A festival of decent indulgence involving escorting newlyweds to their homes with chirpy singing and dancing was prevalent during Mwanaidi Indosio’s early teen years. As she enjoyed partaking in this ceremony of interconnecting souls in holy matrimony, her innocent charm elicited a powerful wind of deep emotion in a locomotive operator. He was utterly entranced by her and without delay, he proposed to her. 

The catalytic love that began budding in her heart drove her to show commitment to him by converting to his Islamic creed. Together they solidified their union and through their humble means, they formed a family with four children. Indosio derived a jaunty feeling from fixating on her efforts into making her home a place of ease and rest. She performed all domestic duties and ensured her husband and children lived in comfort. This prototypical life of a nuclear family’s home was disrupted when two of her children and her husband became engulfed by the dark shadow of death. 

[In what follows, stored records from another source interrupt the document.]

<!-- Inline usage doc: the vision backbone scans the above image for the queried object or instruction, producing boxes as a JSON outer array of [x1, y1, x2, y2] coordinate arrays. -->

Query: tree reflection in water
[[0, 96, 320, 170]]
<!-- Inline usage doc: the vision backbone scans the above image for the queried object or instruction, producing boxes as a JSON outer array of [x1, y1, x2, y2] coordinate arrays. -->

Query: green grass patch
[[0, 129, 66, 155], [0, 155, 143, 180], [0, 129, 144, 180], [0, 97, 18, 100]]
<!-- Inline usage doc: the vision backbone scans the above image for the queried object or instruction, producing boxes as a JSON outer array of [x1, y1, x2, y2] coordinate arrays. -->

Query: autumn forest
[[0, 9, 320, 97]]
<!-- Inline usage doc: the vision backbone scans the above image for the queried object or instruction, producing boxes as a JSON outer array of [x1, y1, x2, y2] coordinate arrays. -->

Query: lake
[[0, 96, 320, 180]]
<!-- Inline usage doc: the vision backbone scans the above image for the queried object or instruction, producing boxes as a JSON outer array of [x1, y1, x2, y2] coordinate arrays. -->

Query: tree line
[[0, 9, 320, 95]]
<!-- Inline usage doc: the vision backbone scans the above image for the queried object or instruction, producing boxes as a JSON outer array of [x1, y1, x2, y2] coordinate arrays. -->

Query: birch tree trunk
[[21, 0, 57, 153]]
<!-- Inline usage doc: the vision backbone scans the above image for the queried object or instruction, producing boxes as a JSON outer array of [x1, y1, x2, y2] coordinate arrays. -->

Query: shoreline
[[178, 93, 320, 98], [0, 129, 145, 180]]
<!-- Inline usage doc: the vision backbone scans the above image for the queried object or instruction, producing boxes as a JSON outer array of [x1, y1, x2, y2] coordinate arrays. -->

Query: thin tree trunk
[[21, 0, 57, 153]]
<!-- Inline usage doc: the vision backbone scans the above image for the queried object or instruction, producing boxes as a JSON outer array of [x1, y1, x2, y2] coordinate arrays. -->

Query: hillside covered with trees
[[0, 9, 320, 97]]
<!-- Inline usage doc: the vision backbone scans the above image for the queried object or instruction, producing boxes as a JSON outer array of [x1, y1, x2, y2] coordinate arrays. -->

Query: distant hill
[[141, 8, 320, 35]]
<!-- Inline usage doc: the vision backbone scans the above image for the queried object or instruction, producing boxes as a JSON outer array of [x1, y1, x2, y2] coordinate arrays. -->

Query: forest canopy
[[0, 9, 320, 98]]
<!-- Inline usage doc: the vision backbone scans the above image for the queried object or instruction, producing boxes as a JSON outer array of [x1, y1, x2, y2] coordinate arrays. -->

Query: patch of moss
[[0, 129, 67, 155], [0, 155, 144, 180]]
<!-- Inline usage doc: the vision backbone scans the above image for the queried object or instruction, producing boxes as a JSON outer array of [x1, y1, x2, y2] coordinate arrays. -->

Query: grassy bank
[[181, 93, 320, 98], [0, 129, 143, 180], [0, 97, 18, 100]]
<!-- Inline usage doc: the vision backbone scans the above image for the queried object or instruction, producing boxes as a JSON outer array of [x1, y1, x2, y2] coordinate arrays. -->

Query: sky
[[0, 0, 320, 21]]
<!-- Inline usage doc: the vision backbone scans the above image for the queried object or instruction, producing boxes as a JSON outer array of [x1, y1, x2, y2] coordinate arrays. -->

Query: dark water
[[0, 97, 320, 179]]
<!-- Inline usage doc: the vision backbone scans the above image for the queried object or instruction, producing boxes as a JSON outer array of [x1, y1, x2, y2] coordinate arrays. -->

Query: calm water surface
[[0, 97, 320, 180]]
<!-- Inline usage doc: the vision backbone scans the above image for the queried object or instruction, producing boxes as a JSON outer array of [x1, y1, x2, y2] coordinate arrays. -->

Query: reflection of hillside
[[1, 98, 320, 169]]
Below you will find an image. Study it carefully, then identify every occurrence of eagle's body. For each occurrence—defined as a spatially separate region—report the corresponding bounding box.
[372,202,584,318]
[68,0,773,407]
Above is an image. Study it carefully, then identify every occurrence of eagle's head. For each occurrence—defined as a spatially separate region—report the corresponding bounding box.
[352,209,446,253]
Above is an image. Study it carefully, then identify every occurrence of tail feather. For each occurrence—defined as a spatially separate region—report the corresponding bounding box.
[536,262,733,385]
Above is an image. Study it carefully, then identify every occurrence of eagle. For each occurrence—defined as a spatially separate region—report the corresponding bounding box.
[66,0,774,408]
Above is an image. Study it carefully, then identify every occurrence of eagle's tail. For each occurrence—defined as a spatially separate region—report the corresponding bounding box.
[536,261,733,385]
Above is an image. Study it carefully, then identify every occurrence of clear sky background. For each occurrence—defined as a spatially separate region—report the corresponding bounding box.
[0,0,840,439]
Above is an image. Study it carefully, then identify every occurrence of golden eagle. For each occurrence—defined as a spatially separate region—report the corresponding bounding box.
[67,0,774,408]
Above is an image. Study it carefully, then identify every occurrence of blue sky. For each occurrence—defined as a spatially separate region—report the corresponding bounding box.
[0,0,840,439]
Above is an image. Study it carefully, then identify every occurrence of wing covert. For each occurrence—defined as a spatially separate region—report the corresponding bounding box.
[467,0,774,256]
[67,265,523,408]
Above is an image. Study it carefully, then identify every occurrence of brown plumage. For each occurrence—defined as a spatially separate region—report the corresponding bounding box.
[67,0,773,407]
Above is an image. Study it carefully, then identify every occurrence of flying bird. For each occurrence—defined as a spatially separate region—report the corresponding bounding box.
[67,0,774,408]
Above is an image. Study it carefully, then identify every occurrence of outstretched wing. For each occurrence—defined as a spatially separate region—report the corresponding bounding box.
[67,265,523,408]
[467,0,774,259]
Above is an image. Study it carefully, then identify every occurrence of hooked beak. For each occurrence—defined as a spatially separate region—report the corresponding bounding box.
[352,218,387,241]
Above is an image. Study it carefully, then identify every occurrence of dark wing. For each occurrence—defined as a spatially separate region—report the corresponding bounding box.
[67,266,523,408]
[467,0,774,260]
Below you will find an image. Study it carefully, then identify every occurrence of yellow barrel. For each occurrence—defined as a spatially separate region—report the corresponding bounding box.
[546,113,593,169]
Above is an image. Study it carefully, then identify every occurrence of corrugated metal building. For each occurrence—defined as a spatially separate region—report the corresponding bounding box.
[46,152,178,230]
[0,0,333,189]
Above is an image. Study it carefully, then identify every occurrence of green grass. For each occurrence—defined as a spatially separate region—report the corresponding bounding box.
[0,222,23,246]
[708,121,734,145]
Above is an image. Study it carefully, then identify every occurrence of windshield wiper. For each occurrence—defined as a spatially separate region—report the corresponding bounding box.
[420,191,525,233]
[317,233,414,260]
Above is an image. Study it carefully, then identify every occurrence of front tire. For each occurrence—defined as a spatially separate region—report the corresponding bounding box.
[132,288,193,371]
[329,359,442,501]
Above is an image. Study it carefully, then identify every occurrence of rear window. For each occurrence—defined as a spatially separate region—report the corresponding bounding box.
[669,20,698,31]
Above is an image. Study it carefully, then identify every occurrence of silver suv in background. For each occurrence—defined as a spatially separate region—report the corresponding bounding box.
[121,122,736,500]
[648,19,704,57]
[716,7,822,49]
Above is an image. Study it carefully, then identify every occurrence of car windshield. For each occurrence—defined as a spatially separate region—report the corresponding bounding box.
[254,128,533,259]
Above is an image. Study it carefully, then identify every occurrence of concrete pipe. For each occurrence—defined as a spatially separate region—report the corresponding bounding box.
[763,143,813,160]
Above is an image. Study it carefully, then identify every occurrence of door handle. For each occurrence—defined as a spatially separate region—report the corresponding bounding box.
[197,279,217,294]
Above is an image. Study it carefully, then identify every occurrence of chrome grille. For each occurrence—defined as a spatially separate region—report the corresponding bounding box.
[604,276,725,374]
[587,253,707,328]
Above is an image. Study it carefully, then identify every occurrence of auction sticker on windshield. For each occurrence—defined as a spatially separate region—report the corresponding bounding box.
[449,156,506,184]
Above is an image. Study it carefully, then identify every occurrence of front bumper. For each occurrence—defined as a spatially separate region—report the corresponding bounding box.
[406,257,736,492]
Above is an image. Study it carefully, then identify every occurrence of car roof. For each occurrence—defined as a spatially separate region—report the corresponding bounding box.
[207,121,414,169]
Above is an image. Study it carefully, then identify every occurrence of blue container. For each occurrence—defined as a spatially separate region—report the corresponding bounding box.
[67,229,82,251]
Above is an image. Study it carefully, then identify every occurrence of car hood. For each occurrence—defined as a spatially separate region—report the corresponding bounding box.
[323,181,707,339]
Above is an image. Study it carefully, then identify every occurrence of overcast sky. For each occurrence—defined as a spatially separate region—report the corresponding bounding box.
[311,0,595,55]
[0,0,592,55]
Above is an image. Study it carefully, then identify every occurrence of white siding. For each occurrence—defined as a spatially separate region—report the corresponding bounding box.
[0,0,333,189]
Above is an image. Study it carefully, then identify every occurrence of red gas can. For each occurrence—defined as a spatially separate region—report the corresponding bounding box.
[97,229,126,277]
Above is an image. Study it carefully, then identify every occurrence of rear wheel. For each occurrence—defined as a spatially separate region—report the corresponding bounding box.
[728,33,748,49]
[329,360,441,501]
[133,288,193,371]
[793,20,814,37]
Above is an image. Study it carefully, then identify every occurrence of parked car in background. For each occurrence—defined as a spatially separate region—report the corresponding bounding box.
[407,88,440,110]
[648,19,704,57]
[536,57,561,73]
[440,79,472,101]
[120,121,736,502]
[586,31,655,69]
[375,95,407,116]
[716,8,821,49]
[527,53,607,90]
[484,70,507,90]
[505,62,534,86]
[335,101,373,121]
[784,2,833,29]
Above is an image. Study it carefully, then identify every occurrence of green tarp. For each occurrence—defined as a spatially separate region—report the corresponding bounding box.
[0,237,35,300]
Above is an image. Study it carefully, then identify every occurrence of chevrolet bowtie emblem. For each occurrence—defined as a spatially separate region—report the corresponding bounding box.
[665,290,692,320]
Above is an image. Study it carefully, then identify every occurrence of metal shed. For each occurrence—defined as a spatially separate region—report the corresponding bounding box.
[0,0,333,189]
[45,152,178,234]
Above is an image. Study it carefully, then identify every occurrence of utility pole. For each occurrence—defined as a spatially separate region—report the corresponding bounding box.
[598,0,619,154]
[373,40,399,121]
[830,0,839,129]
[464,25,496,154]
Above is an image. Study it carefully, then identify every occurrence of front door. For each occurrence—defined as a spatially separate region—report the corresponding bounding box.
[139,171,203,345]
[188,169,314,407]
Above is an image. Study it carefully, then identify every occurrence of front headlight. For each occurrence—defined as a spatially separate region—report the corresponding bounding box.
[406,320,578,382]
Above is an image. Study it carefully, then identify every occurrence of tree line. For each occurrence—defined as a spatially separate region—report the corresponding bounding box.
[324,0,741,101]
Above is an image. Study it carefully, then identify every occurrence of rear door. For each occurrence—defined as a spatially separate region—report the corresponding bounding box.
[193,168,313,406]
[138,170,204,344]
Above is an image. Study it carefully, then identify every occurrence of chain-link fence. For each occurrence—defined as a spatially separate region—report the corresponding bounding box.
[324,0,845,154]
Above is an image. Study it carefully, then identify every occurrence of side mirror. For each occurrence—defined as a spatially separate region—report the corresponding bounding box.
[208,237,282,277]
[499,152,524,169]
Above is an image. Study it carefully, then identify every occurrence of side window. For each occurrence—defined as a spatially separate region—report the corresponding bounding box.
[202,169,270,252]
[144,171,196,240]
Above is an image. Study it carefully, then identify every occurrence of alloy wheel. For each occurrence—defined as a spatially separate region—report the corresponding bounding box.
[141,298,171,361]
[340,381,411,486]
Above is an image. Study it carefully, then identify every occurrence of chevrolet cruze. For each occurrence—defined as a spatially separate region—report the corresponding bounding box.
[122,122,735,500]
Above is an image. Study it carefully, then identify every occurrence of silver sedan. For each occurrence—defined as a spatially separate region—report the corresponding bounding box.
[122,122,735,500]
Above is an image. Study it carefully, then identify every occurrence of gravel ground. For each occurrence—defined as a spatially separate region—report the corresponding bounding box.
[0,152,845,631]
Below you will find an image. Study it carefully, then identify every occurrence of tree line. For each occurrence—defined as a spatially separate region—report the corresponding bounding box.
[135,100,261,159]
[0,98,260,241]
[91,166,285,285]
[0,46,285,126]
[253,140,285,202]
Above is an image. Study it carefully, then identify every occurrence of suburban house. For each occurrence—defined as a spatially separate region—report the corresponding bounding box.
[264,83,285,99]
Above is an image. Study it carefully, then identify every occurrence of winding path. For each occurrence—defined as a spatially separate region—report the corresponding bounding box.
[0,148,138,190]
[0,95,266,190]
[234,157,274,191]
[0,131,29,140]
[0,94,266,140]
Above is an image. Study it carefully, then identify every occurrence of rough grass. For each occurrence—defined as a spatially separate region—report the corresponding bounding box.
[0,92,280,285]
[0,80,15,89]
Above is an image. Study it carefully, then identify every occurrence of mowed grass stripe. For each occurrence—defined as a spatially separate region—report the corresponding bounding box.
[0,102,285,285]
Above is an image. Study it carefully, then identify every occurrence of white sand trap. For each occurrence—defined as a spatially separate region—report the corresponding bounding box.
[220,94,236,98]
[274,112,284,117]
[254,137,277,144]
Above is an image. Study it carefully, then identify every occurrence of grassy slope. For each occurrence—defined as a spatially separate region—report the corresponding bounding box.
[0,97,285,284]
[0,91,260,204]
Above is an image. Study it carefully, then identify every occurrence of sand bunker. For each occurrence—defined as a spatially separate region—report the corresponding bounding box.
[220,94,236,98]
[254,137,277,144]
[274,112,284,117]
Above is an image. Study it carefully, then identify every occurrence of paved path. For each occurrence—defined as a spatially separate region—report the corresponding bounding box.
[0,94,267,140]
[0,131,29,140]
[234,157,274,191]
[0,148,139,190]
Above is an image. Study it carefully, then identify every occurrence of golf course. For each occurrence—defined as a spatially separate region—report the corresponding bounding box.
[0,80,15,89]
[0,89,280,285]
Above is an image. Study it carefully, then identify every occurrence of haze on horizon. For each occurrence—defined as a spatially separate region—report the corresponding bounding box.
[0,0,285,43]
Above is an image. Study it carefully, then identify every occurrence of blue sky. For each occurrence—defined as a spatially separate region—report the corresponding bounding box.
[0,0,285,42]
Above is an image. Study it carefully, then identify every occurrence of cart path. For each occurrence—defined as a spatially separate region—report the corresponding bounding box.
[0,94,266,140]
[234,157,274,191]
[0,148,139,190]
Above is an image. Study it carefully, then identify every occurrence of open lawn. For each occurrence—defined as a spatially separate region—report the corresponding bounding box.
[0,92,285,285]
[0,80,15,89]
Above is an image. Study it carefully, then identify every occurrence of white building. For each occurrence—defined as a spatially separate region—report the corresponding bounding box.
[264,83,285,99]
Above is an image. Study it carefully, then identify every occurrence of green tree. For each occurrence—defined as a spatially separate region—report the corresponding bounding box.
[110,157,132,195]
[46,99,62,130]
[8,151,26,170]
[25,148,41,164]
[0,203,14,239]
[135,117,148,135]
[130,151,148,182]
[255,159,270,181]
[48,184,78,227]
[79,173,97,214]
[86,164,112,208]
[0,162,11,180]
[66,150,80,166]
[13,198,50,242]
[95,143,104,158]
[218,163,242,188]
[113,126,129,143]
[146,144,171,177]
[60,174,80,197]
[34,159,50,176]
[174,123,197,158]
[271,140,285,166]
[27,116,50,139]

Indosio was confronted by profuse loneliness and an urgency to create a system of sustenance. With little time to embody the death of her loved ones, Indosio had to devise a way to seal the financial fissures caused by the absence of her husband. This drove her to puncture the facade of a timid housewife and unleash the true nature of a woman capable of independence. 

She would source charcoal from the reserve and rural regions. The economies of her trade involved buying a sack for ksh. 1,300 and packaging it in two ways: a small can or a mid-sized bucket. Out of this one sack she made a profit of ksh.200. With age serving her a swollen knee and poor eyesight, Indosio’s productivity has been notably redacted. She packages her charcoal as she waits for customers to come to her. Indosio has developed a vividly drab perspective on elderly life. “There is no zeal in old age. All you think about is death,” the 78-year-old gloomily said.